La psicofarmacología es central en el conjunto de la psiquiatría y está conformada por una serie de prácticas y elementos teóricos no del todo organizados. Los autores que han buscado alguna organización interna de las teorías dominantes han concluido que éstas se pueden reunir en torno a un modelo al que se ha llamado modelo centrado en la enfermedad. Este modelo tiene escasa evidencia que lo sustente, se apoya en gran parte en determinados intereses (comerciales y corporativos) y, además, presenta una serie de inconvenientes que hemos expuesto: medicalización, efectos sobre la narrativa del sujeto, sobre la participación de los pacientes en la toma de decisiones y limitaciones de la propia investigación en psicofármacos. Frente a este panorama tres grupos principales aparecen como reacción: la crítica interna, la oposición total a la psicofarmacología y por extensión a la psiquiatría en conjunto, y, por último, la proposición de cambios teóricos y prácticos que faciliten la organización en torno a otro modelo que rectifique parte de los inconvenientes mencionados y se ajuste más a la evidencia actual de la acción de los psicofármacos. Éste último es el trabajo de David Healy y Joanna Moncrieff y su agenda de desarrollo está contenida en las características e implicaciones del modelo centrado en el fármaco. La propuesta del modelo centrado en el fármaco no hay que entenderla como una simple sustitución de un modelo por otro, sino como la articulación teórica de prácticas que ya se vienen produciendo, la recuperación y el desarrollo de una teoría más ajustada a la evidencia en torno a la acción de los psicofármacos y, por último, como un intento de que esas prácticas y la teoría desde esta perspectiva actúen con más fuerza en las relaciones de poder, y, por tanto, que no sean colonizadas, sino que influyan en la producción del discurso científico.
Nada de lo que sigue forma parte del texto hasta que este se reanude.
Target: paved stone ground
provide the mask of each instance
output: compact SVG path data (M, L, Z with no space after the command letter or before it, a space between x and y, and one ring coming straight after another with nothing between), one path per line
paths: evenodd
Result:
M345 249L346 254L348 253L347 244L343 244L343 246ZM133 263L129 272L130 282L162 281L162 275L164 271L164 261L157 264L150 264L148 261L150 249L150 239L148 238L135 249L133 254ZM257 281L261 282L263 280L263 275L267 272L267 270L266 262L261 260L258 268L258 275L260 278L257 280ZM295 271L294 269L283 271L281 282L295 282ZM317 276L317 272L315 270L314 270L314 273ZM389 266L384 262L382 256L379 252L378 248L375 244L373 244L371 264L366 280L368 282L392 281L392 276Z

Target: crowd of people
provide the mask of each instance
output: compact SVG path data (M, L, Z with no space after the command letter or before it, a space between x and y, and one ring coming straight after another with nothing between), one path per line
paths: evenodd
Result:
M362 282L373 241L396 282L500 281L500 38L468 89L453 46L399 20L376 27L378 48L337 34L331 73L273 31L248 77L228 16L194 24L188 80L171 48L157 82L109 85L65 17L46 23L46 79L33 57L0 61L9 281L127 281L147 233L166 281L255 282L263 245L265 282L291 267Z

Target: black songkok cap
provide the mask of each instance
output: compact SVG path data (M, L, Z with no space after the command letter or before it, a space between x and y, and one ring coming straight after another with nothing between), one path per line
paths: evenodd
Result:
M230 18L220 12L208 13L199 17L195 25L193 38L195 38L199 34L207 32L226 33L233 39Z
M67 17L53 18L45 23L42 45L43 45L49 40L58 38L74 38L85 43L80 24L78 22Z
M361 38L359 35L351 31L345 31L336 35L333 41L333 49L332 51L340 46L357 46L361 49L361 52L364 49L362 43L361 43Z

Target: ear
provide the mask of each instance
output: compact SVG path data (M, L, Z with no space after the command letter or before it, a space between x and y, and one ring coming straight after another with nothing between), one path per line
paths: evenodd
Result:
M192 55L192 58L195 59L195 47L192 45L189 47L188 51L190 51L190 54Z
Mientras no haya otra evidencia sobre las bases fisiopatológicas de la enfermedad mental y sobre la acción de los psicofármacos, el modelo centrado en el fármaco se presenta como la mejor respuesta a las necesidades de la práctica cotidiana y  la comprensión del efecto de los psicofármacos sobre los pacientes.


TABLA I. ESQUEMA DE CLASIFICACIÓN CENTRADO EN EL FÁRMACO*
Clase farmacológica
Efectos característicos generales
Butirofenonas (ej.: haloperidol)
Efectos parkinsonizantes como reducción del movimiento (acinesia) y de la actividad mental, indiferencia emocional, falta de motivación junto con disforia e inquietud (acatisia).
Fenotiazinas y fármacos afines (ej.: clorpromacina). Algunos antidepresivos tricíclicos (ej.: amitriptilina)
Los mismos que las butirofenonas más otros como la producción de una mayor sedación
Derivados de las dibenzodiacepinas y tienobenzodiacepinas (ej.: clozapina y olanzapina)
Efectos parkinsonizantes leves junto con una sedación intensa y alteraciones metabólicas
Benzodiacepinas (ej.: diazepam y lorazepam)
Sedación, euforia, desinhibición, relajación muscular
Barbitúricos
Sedación, euforia, desinhibición
Opiáceos
Sedación, analgesia, euforia, indiferencia emocional
Estimulantes del SNC (ej.: anfetaminas, metilfenidato, cocaína)
Estimulación fisiológica: aumento de la activación y atención, reducción del sueño, aumento de la frecuencia cardiaca y euforia
ISRS (ej.: fluoxetina, paroxetina)
Leve somnolencia, agitación ocasional, posible indiferencia emocional, efectos gastointestinales y en el funcionamiento sexual.
*Adaptada de Moncrieff, 2008.29


Reseñas

Moncrieff J. The myth of the chemical cure. 1ª Ed. New York: Palgrave Macmillan. 2008.
Análisis crítico del modelo de racionalidad de la psicofarmacología centrado en la enfermedad, del que se discute su consistencia. Se propone el modelo centrado en el fármaco como una alternativa más acorde al estado de conocimientos provenientes de la investigación y se exponen las ventajas que presentaría este modelo frente al anterior.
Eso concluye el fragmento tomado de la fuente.